Actually the longer the tubes on the headers the lower in the rpm band it brings in the torque band, it has to do the with the resonate frequency of the tube which is based on length and diameter, intake tracks work the same way long tubes small diameter equal stong bottom end but die off on the top end, short intake track larger diameter equal loss on bottom end gain on top end.

Remember these are all relative to the same engine.

Dang I new I should have skipped physics class, all this stuff still floating around in my head.


Best regards, Kent
EMC Engineering


----------



## Guest (May 20, 2007)

*Headers..*

On paper what you said makes sence, but on the track this theory does not work,, just look at all your Top Fuel, Funnycars, Pro Street and others, they all use short headers, because they produce more power at the lights and midtrack... Also, FULL COMP headers come with adjustable and different collector lengths so you can tune at the track for the conditions.. With Street Headers you are pretty much STUCK with what you have,, for a car that is 99 percent a daily driver ,, Shorties have the advantage,

Also just go to a dyno shop,,take 2 identical cars,, but one with shorties and one with long tube,,the shorties will make more power at low to midrange

J.D

Retired AEROSPACE ENGINEER , Pratt and Whitney Airrcraft


----------



## Guest (May 20, 2007)

*headers*



Zebra said:


> I am currently looking at buying the JBA shorties.

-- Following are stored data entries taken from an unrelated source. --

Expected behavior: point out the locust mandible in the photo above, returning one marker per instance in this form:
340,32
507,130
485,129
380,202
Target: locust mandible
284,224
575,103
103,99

I only plan to use my car as a daily driver. I am definitely want the low acceleration over the top end speed.
> 
> Before buying the JBA shorties, are there any problems I need to take into consideration? Any fitment issues? Will I need to buy an longer O2 sensor cable?


,,

There are a few good header makers for this car,, what it boils down to is your own choice..on the street the Shorties do it for me, but again it is your choice. Long tubes will cost you about $1,200 compared to about 650.00 or so for the shorties, and you will not feel the difference between the 2,,also the shorties are cheaper to install if you have a shop do it,, you will end up saving a lot of cash and you can use the saved money for other items,

THE CHOICE IS YOURS


----------



## PEARL JAM (Sep 6, 2005)

I don't know. I've heard alot of people say the shorties don't FEEL much more powerful than stock manifolds. Can't say I agree or disagree, becuase I've never ran a car with them. I do, however have LT's on my 04, and MAN, what a diffrerance over stock!:cool


----------



## Guest (May 20, 2007)

*headers*

There is a great difference between the stock manifold and shorties,,but the difference between LT and shorties are mimimum..


----------



## 1gto (Dec 3, 2006)

*Shorties*

Have JBA full sytem installed for about a year now. No problems at all and U dont need any 02 extensions everything will bolt up fine. My pre nums were 348, with tune and JBAs 380. Great modding:cheers


----------



## Zebra (Sep 2, 2006)

Well, I ordered the JBA shorties. They should compliment my Magnaflow Catback.


----------



## Guest (May 23, 2007)

*headers*

you will be happy with the shories,,and with the 5 or 6 hundred dollars you saved,, you can fill up your gas tank,, ha,ha,


----------



## Guest (May 23, 2007)

*headers*



PEARL JAM said:


> I don't know. I've heard alot of people say the shorties don't FEEL much more powerful than stock manifolds. Can't say I agree or disagree, becuase I've never ran a car with them. I do, however have LT's on my 04, and MAN, what a diffrerance over stock!:cool


 are you sure you are feeling the difference or just hearing it..with most street cars you will not feel a 15 or 20 HP gain, but you do hear it and it tricks your mind into thinking it,, just like some Harley owners who put straight pipes on their bikes, sounds louder and feels faster, but it is not,,LOUDER does not mean faster


----------



## Rustybronco (Nov 10, 2006)

Did installing shortys do anything to the exhaust sound? Even with the stock exhaust? How many miles should be on the car before installing the shortys? I have had mine for 8 months but only have 1700 miles on it may not hit 2000 this year. And do you need to do a tune when you install them like with long tubes. Sorry for all the questions but I have not really considered shortys because it seems like everyone bad mouths them.


----------



## Zebra (Sep 2, 2006)

I'm having problems matching up the JBA flanges to the the flanges on the factor midpipes. Any suggestions?


----------



## Guest (May 26, 2007)

*headers*

I had a shop do mine,, I have not heard of anyone having problems bolting them on


----------



## Guest (May 26, 2007)

*headers*



Rustybronco said:


> Did installing shortys do anything to the exhaust sound? Even with the stock exhaust? How many miles should be on the car before installing the shortys? I have had mine for 8 months but only have 1700 miles on it may not hit 2000 this year. And do you need to do a tune when you install them like with long tubes. Sorry for all the questions but I have not really considered shortys because it seems like everyone bad mouths them.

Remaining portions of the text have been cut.